Bewerber dürfen per ministeriellem Dekret auch bei Überschreitung der Kapazität künftig nicht mehr abgelehnt werden

Wedel/Kiel. Das neue Landesschulgesetz droht die Schullandschaft in Wedel und damit für die umliegenden Gemeinden nachhaltig zu zerstören. Zu befürchten sind Ungerechtigkeiten und Nachteile für Schüler, eine Klagewelle von Eltern und eine Vernichtung bisheriger Leistungen der Stadt Wedel. Nicht weniger als dieses Horror-Szenario befürchtet Antonius Soest, Direktor der Gebrüder-Humboldt-Gemeinschaftsschule, und sandte daher ein Schreiben an die Ratsfraktionen, das den Titel "Hilferuf" trägt und der Pinneberger Zeitung vorliegt.

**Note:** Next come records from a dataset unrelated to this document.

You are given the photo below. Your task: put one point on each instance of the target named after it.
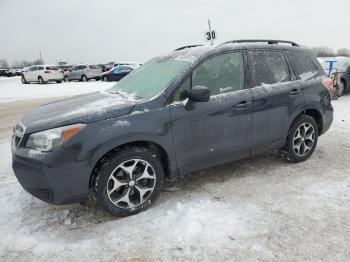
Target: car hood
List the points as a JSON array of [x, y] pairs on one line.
[[87, 108]]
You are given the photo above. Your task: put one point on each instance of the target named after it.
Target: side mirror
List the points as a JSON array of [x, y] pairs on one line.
[[199, 94], [196, 94]]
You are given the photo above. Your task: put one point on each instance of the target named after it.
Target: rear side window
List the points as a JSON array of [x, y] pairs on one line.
[[52, 68], [268, 67], [302, 65]]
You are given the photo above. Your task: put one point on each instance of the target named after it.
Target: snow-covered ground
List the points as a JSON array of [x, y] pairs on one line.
[[11, 89], [261, 209]]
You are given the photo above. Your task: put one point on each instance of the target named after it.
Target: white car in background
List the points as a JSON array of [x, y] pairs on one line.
[[83, 72], [42, 74], [133, 65]]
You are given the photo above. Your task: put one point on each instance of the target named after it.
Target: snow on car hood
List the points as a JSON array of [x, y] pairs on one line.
[[78, 109]]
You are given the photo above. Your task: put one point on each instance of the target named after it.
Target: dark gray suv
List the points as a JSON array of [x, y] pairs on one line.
[[187, 110]]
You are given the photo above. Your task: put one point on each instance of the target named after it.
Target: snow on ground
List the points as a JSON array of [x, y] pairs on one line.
[[11, 89], [261, 209]]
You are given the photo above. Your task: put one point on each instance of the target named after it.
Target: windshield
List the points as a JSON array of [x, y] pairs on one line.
[[150, 79]]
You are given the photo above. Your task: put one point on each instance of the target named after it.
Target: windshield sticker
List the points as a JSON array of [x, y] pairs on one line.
[[185, 58]]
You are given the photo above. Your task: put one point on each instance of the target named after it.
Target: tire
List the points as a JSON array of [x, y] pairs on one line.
[[126, 198], [41, 80], [302, 139], [341, 89], [24, 81], [84, 78]]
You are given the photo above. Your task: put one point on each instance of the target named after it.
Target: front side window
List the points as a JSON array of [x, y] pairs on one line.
[[268, 67], [152, 78], [302, 64], [52, 68], [221, 74]]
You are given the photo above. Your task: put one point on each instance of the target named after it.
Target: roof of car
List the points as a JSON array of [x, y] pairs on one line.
[[195, 52]]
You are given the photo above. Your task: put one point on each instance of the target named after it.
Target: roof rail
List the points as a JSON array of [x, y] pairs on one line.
[[269, 41], [186, 46]]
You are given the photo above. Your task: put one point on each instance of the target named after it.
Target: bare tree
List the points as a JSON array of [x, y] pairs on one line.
[[343, 52], [4, 64], [324, 51]]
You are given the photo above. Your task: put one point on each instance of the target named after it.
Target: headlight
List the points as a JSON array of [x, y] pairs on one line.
[[48, 140]]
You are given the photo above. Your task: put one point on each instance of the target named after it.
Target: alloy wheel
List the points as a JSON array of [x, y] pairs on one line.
[[340, 89], [131, 184], [304, 139]]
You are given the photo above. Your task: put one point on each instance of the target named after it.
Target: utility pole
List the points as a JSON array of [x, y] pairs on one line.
[[40, 56], [210, 32]]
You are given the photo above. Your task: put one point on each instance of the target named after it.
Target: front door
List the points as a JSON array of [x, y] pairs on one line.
[[217, 131]]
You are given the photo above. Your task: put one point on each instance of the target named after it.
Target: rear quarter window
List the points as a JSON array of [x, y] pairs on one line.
[[52, 68], [303, 66], [268, 67]]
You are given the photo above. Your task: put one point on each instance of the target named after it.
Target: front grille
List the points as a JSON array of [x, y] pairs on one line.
[[18, 133]]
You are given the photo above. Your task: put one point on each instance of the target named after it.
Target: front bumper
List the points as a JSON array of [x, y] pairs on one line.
[[58, 177]]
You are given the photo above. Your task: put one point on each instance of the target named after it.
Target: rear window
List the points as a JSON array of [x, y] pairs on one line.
[[52, 68], [268, 67], [303, 67]]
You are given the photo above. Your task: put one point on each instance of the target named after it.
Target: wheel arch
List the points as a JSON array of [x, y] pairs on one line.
[[315, 114], [150, 145]]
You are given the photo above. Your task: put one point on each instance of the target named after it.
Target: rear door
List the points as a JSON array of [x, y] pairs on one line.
[[29, 74], [219, 130], [276, 96], [307, 74]]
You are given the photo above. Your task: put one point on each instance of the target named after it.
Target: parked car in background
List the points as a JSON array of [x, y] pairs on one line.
[[134, 65], [65, 68], [24, 69], [337, 68], [5, 72], [116, 73], [42, 74], [15, 72], [83, 72], [345, 81], [191, 109]]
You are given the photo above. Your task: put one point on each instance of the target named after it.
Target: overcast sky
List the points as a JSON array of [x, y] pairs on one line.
[[112, 30]]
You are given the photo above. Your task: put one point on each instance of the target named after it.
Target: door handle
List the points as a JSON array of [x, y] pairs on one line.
[[294, 92], [242, 105]]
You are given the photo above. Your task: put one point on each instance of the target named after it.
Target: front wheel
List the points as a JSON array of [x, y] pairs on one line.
[[340, 89], [84, 78], [302, 139], [41, 80], [129, 181]]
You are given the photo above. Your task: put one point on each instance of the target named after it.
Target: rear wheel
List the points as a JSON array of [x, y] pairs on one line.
[[41, 80], [84, 78], [341, 89], [129, 181], [302, 139]]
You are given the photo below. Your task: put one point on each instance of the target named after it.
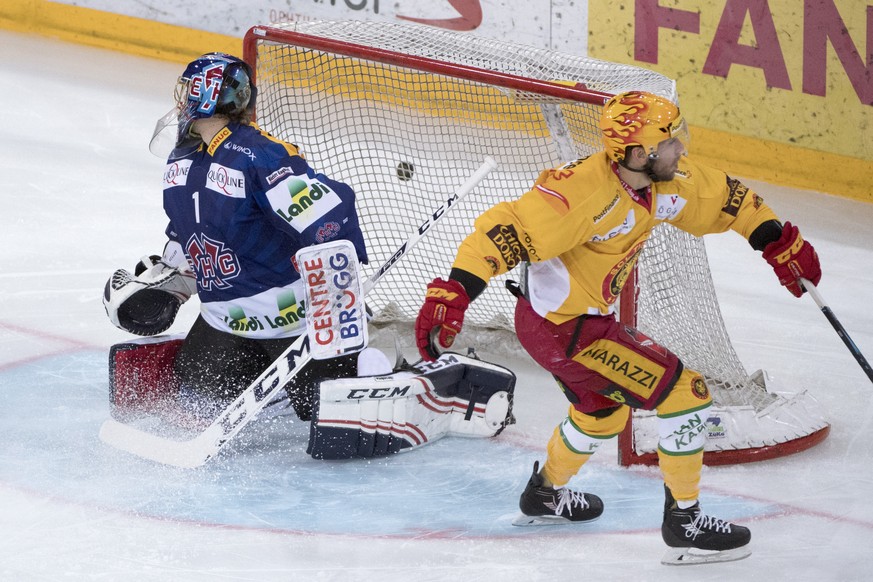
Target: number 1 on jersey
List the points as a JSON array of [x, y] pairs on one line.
[[196, 197]]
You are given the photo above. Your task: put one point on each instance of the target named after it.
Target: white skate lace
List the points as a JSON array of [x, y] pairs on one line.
[[703, 522], [570, 499]]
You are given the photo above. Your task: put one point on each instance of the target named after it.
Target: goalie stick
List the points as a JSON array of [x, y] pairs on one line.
[[198, 450], [838, 327]]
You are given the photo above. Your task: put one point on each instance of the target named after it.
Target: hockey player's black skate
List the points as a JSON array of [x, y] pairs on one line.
[[541, 505], [695, 538]]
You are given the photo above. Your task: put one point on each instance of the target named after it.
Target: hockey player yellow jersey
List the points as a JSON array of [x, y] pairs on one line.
[[582, 229]]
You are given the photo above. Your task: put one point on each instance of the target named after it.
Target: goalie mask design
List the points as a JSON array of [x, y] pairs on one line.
[[637, 118], [213, 84]]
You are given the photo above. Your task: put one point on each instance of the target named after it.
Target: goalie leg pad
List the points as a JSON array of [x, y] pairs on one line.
[[377, 416]]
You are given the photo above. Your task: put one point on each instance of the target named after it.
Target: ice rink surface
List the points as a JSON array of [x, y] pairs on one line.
[[82, 198]]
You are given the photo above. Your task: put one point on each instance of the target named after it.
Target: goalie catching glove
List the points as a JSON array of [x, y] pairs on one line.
[[441, 317], [792, 258], [146, 302]]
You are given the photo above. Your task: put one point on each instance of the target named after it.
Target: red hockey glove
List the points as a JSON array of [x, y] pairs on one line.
[[444, 305], [792, 257]]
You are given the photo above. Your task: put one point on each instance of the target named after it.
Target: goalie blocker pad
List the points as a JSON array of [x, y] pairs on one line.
[[374, 416]]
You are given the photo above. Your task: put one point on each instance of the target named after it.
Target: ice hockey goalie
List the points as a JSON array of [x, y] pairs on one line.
[[367, 416]]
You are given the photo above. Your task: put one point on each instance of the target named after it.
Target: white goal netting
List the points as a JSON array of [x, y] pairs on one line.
[[404, 113]]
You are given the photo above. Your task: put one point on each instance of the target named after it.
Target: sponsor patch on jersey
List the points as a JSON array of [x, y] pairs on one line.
[[216, 141], [244, 150], [279, 174], [226, 181], [699, 389], [736, 194], [617, 276], [668, 206], [301, 201], [327, 231], [625, 227], [176, 174], [555, 199], [505, 238], [600, 215], [215, 263]]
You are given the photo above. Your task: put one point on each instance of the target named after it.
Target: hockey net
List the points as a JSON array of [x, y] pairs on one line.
[[404, 113]]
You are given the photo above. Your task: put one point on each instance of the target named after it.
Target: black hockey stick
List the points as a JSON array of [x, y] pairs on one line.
[[841, 331], [196, 451]]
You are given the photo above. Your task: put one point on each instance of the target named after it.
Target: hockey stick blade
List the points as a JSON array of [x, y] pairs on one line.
[[838, 327], [198, 450]]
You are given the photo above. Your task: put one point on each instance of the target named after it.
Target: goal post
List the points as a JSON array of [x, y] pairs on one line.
[[402, 111]]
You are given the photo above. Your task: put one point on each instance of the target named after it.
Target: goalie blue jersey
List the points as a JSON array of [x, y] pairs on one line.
[[241, 207]]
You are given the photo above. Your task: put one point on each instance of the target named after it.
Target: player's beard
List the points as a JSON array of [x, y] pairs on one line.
[[661, 172]]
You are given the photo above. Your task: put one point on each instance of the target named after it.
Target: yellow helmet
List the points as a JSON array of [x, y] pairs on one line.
[[637, 118]]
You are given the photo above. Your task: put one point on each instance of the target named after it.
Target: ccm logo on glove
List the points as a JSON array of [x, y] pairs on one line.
[[441, 317], [792, 258]]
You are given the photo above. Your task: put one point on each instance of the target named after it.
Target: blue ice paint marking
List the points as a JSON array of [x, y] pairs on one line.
[[458, 488]]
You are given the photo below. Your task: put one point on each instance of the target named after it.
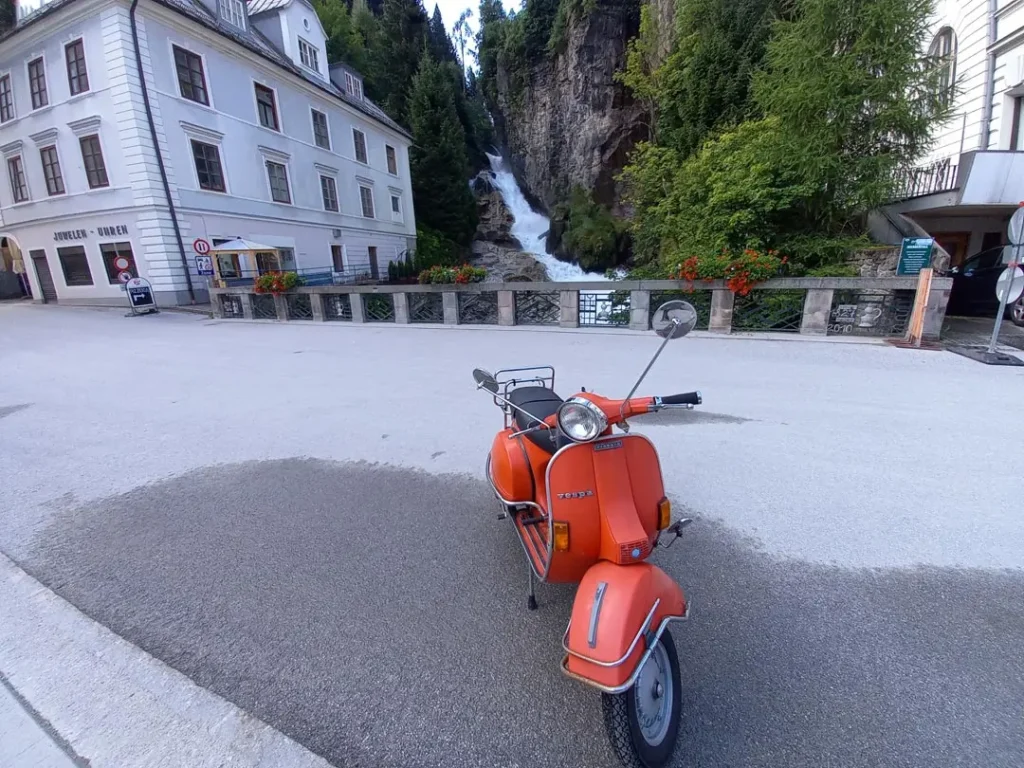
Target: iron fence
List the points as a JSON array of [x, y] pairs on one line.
[[769, 310], [869, 312], [537, 308], [700, 300], [264, 306], [378, 307], [300, 306], [230, 306], [604, 308], [426, 307], [478, 308], [337, 306]]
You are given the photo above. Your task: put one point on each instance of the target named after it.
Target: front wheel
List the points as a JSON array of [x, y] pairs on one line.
[[643, 722]]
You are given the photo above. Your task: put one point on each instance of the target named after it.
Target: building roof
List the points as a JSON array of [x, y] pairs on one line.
[[249, 38]]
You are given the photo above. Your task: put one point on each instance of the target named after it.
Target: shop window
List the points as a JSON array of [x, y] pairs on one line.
[[111, 252], [37, 83], [192, 79], [78, 77], [75, 266]]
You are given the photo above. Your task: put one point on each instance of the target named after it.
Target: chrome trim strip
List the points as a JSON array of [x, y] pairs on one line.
[[629, 651], [636, 673], [595, 612]]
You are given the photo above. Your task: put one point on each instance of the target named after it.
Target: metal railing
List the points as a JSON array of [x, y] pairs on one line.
[[857, 306]]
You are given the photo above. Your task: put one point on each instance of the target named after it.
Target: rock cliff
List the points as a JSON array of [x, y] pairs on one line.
[[572, 123]]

Alarmismus? Panikmache eines Pädagogen? In dem Brief an die Fraktionen nennt Soest Argumente. Das Kernproblem stelle die Tatsache dar, dass Eltern künftig die Gebrüder-Humboldt-Gemeinschaftsschule als "zuständige Schule" angeben können. Das bedeutet: Sie bekommen einen Anspruch, dass ihr Kind gerade diese Schule besuchen darf. Das war bisher nicht der Fall, die Gemeinschaftsschule konnte so viele Bewerbern auswählen, bis ihre Kapazität erschöpft war. Das waren nach den Potenzial-Erwartungen der Grundschulen 40 Prozent Gymnasial-, 40 Prozent Realschul- und 20 Prozent Hauptschulempfohlene aus Wedel und den umliegenden Gemeinden. Knapp 100 Kinder konnten nach einem Kriterienkatalog aufgenommen werden, der unter anderem beinhaltet, ob Geschwister diese Schule bereits besuchen. Rund 70 Bewerber(innen) mussten abgewiesen werden, fanden auf dem Johann-Rist-Gymnasium und der Regionalschule neue Domizile, die zwar mit mindestens ebenso engagierten Lehrkräften und interessanten Lernangeboten ausgestattet sind, aber eben nicht den von den Eltern gewünschten gemeinschaftlichen Ansatz der ehemaligen "Gesamtschule" bieten. Beim Rist-Gymnasium kommt noch hinzu, dass dort schon nach acht Jahren das Abitur gemacht wird und an der Gemeinschaftsschule nach neun.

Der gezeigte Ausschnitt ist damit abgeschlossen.